Thats great news, thanks for the update.


----------



## Alex (27 Apr 2006)

has the internet banking changeover with ub happened yet??? i see that telephone banking has changed alright but when i go to use internet banking i see no change whatsoever. i am still asked for a registration number and passphrase when i log onto internet banking. i thought they were doing away with this and intoducing a new way of logging in.


----------



## GeneralZod (27 Apr 2006)

Alex said:
			
		

> has the internet banking changeover with ub happened yet??? i see that telephone banking has changed alright but when i go to use internet banking i see no change whatsoever. i am still asked for a registration number and passphrase when i log onto internet banking. i thought they were doing away with this and intoducing a new way of logging in.



I'm not seeing any change either. 

If the blurb on the letter they sent out and on the web site is to be believed it should have prompted for a new customer number (in the letter) and got you to choose a new password and PIN.

Anyone know where the ".der" certificate file is supposed to go on a WinXP machine? 
Normally I use Mac OS. Want to check that in case the changeover breaks the unsupported
use of Mac OS for accessing it.


----------



## johnnybegood (28 Apr 2006)

Not aware of these problems. I have been a customer with Ub since September. I logged in as normal last week and then it prompted me to add additional pin and password for the new all access internet banking.

Then link to the new banking online is [broken link removed] it has a blue and white colour scheme.

It should be available to all customers. Although might it have something to do with the u first account. I have a u first account what about you?


----------



## Alex (28 Apr 2006)

i have a u first gold account. i rang anytime banking today and was told that some customers can still log in the old way for a while longer.


----------



## Bgirl (29 Apr 2006)

I had to ring up 1850424365 and they guided me through the process of the password.  It hasnt changed any more than the method of loggin in and that you can log on from any pc.  In any case the site is down today.


----------



## dam099 (1 May 2006)

GeneralZod said:
			
		

> Anyone know where the ".der" certificate file is supposed to go on a WinXP machine?
> Normally I use Mac OS. Want to check that in case the changeover breaks the unsupported
> use of Mac OS for accessing it.


 
I think the .der certificates are now gone, at least I deleted mine (make a backup first) and the new system still works.

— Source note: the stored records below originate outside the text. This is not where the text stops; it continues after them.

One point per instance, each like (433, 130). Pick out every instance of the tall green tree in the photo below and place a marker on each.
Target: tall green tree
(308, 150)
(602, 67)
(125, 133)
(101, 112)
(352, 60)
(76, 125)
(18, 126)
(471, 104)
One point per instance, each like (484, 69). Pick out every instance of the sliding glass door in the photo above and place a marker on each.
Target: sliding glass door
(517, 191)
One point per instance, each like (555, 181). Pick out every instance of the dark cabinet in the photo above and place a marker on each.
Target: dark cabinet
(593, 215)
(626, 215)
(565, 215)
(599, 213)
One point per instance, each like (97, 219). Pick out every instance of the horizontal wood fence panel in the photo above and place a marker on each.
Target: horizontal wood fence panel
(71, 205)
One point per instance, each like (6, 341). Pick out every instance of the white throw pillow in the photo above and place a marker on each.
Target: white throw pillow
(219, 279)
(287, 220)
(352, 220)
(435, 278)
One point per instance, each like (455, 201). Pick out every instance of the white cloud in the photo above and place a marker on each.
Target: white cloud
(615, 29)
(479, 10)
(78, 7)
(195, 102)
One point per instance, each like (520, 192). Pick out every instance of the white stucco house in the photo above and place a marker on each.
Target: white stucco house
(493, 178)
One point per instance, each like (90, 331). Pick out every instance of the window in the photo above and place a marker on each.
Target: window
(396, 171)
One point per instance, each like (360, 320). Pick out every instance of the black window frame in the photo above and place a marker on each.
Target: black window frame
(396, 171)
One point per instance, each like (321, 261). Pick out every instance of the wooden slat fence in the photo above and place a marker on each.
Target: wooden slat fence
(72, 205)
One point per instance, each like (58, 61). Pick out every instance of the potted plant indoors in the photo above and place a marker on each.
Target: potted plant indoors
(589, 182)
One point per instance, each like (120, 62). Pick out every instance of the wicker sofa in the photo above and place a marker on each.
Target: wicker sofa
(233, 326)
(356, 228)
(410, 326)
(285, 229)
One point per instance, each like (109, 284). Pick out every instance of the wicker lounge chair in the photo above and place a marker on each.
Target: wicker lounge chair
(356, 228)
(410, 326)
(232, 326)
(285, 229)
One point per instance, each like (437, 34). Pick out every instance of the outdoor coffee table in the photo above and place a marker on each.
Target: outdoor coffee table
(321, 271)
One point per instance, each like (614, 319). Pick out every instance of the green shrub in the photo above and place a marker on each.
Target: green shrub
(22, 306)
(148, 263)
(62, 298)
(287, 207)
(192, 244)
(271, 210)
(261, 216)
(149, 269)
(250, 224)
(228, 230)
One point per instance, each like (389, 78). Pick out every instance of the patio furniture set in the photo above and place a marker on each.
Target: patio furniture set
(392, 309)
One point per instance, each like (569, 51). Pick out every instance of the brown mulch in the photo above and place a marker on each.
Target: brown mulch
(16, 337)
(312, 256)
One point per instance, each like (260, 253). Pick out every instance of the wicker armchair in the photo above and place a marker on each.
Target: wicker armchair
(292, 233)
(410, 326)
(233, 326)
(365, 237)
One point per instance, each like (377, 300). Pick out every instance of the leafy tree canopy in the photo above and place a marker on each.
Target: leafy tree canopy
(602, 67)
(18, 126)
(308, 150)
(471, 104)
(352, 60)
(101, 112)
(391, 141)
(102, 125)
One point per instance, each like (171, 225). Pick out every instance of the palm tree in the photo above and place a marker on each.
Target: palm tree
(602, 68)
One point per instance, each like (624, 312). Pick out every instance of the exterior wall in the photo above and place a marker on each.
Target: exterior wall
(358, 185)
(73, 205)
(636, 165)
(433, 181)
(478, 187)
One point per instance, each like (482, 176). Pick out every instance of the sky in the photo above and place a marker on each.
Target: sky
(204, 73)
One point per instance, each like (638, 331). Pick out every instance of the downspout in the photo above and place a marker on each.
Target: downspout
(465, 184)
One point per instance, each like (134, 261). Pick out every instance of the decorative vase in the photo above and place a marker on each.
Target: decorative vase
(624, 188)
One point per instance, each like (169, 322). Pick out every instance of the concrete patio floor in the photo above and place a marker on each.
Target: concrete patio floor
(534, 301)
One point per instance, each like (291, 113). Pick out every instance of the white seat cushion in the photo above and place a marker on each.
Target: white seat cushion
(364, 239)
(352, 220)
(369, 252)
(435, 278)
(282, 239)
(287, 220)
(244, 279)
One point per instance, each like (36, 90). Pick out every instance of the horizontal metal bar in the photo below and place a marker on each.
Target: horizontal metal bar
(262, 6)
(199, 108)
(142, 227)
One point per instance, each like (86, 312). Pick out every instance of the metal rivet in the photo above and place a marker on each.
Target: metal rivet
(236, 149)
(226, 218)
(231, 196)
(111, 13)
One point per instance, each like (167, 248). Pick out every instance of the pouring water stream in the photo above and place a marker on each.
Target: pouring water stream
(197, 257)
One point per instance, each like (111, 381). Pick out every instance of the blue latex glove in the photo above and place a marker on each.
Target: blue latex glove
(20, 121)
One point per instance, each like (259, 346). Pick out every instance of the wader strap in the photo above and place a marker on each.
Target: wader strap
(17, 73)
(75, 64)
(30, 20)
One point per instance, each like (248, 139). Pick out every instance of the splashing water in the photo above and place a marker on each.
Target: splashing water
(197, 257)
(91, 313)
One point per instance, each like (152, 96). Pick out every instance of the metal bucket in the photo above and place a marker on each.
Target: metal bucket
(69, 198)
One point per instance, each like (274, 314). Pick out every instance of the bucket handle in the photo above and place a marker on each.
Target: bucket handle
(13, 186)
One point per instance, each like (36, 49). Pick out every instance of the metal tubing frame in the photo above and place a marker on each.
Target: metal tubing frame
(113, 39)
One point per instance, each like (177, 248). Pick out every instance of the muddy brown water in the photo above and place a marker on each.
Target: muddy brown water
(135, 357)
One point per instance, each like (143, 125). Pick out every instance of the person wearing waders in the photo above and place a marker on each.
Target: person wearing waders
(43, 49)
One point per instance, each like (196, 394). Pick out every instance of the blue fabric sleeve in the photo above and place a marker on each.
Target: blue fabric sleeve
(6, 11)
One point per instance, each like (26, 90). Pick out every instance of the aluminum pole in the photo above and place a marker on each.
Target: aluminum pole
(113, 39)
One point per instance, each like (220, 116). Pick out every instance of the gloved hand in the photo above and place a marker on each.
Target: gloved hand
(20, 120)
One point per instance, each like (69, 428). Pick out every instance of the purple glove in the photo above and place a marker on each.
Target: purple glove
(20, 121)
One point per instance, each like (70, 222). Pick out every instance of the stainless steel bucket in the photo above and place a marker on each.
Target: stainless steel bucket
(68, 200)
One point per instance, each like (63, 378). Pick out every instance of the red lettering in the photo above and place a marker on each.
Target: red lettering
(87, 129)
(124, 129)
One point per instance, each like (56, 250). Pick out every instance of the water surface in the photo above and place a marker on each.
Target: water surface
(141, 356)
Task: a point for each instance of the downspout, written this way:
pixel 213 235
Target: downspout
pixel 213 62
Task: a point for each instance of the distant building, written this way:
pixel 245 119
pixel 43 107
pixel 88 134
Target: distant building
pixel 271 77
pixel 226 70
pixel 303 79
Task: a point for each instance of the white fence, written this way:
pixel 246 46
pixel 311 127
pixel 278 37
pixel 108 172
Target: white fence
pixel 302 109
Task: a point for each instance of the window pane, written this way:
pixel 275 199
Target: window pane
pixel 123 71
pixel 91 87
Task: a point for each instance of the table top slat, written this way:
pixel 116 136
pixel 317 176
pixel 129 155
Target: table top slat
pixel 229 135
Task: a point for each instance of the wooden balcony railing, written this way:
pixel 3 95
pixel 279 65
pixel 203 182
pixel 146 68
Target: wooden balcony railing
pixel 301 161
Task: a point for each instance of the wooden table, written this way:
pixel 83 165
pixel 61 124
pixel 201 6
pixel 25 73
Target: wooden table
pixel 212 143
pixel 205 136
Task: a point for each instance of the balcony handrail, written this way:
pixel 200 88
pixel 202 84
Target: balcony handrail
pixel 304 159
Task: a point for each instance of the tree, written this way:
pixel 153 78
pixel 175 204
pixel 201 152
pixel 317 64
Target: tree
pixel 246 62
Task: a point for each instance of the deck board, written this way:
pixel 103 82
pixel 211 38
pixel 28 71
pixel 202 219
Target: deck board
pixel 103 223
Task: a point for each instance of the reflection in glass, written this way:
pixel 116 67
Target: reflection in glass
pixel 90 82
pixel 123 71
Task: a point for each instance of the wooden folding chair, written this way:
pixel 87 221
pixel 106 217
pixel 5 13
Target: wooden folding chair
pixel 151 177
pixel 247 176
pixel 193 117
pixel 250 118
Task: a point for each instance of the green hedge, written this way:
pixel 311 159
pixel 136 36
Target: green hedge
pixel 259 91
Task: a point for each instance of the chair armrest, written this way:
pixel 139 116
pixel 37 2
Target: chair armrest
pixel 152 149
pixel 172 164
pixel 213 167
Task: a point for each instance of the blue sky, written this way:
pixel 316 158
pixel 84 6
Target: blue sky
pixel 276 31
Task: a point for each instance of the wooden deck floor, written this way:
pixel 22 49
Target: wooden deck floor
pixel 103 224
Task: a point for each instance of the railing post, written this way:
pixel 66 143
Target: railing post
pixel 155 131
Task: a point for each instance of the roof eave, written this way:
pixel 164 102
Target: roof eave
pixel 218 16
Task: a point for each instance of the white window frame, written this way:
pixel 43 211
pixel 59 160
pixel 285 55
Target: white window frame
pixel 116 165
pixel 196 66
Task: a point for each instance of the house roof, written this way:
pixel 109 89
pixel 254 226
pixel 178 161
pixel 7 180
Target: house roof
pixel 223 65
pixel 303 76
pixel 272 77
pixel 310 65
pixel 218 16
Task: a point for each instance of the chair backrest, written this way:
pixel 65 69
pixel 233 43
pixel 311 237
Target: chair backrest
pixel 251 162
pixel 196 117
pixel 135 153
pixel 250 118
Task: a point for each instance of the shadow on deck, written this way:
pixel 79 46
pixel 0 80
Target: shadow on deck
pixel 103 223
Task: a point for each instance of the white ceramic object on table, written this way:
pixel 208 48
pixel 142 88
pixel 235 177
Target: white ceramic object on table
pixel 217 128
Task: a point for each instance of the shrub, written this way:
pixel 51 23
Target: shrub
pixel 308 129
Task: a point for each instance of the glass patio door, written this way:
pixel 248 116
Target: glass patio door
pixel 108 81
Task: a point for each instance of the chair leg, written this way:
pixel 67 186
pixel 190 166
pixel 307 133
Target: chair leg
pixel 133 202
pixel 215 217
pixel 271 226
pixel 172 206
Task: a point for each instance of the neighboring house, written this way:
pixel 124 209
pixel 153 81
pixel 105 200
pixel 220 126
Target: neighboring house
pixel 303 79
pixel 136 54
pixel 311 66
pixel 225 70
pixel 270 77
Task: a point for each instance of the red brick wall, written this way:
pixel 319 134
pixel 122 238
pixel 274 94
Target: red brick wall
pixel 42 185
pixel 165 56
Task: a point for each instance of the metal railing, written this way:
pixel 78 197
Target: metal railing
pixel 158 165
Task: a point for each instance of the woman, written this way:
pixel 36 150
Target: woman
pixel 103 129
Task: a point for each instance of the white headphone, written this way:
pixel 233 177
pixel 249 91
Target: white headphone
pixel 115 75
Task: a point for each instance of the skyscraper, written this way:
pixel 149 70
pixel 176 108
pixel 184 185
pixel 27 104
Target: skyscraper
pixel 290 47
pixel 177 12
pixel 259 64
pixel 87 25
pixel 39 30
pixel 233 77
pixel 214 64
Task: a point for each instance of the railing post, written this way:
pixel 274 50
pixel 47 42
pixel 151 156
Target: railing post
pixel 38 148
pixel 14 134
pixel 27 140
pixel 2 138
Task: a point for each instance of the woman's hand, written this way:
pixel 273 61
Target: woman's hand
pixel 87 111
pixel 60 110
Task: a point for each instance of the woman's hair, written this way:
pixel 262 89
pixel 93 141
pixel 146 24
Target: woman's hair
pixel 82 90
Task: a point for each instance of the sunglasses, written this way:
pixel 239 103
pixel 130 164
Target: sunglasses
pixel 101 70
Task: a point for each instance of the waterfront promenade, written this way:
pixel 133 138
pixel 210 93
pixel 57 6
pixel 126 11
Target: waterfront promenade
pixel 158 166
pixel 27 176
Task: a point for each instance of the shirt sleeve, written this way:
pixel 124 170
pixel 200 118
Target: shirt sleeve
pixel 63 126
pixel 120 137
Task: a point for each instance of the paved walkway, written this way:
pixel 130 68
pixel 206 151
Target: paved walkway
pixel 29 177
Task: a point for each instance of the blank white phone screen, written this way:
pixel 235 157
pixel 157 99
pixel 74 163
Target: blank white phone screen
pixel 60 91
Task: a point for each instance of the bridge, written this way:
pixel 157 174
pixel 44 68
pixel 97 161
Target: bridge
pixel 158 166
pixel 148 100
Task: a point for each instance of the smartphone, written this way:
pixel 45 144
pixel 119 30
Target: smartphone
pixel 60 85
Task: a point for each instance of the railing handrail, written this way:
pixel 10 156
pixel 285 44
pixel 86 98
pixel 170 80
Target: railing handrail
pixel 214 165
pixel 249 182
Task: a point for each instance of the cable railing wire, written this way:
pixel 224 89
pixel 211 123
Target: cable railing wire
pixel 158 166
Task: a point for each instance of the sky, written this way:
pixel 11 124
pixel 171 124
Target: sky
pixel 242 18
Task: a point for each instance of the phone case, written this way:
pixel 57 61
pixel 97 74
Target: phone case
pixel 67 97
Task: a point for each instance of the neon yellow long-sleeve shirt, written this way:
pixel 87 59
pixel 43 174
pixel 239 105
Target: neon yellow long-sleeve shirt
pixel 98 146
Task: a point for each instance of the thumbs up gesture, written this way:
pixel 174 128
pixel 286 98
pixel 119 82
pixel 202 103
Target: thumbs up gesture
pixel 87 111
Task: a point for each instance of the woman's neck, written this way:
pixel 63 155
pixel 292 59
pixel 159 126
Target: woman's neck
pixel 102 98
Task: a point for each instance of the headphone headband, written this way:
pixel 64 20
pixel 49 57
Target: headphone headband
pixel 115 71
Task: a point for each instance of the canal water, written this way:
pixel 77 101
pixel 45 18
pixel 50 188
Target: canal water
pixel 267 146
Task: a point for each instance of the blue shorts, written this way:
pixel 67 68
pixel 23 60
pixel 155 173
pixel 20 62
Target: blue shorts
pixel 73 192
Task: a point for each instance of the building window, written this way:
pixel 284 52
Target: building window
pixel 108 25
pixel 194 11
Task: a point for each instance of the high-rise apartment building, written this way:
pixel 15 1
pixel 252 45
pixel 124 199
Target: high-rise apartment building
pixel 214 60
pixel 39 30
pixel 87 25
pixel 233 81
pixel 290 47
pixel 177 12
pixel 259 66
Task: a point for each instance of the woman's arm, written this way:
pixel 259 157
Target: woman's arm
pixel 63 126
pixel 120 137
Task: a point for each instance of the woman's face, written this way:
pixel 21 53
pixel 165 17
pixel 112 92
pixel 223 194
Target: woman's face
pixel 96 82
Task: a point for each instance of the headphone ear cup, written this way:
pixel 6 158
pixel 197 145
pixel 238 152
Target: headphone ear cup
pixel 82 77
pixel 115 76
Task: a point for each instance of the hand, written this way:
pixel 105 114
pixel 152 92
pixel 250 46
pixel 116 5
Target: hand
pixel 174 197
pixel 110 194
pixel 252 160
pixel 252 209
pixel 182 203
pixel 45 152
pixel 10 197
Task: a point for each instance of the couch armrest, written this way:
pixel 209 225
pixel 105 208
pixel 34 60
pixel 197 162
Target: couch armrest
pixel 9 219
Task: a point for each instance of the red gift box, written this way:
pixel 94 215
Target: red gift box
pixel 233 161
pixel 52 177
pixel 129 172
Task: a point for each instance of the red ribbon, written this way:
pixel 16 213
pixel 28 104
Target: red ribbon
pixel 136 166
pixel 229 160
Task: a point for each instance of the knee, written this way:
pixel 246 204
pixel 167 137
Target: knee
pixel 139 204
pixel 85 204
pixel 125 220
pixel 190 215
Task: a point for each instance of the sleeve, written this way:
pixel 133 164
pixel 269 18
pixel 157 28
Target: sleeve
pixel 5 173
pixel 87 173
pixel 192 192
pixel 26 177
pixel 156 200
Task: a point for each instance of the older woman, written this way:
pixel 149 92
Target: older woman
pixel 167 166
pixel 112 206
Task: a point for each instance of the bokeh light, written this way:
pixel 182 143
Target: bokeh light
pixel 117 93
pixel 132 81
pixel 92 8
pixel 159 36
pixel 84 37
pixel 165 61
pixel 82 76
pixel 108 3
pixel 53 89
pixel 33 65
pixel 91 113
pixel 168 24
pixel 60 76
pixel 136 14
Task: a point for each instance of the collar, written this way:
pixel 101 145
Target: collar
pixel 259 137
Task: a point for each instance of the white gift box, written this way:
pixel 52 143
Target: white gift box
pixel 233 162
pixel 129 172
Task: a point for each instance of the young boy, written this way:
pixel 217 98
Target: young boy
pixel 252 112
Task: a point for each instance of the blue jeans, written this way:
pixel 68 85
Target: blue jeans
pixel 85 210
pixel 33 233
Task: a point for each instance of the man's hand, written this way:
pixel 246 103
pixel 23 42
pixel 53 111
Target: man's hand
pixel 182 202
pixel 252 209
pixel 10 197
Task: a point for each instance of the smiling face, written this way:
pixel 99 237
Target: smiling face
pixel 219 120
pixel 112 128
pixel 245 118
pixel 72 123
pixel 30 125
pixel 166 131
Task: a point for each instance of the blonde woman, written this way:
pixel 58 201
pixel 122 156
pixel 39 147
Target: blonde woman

Apart from the revamped log on process and some small visual changes (mostly looks like updating for the new brand look) I can't see much difference in the functionality of the new system over the old (except the facility to set up 3rd party beneficiaries is currently disabled).


----------



## Alex (2 May 2006)

i hope they haven't done away with the 3rd party payment function altogether. i use it all the time.


----------



## GeneralZod (2 May 2006)

About six months ago I contacted UB about their 3rd party payment function because it wasn't passing the reference field properly. 

They said it would be fixed in April. Hopefully this is just a delay in enabling the function with the improved functionality.


----------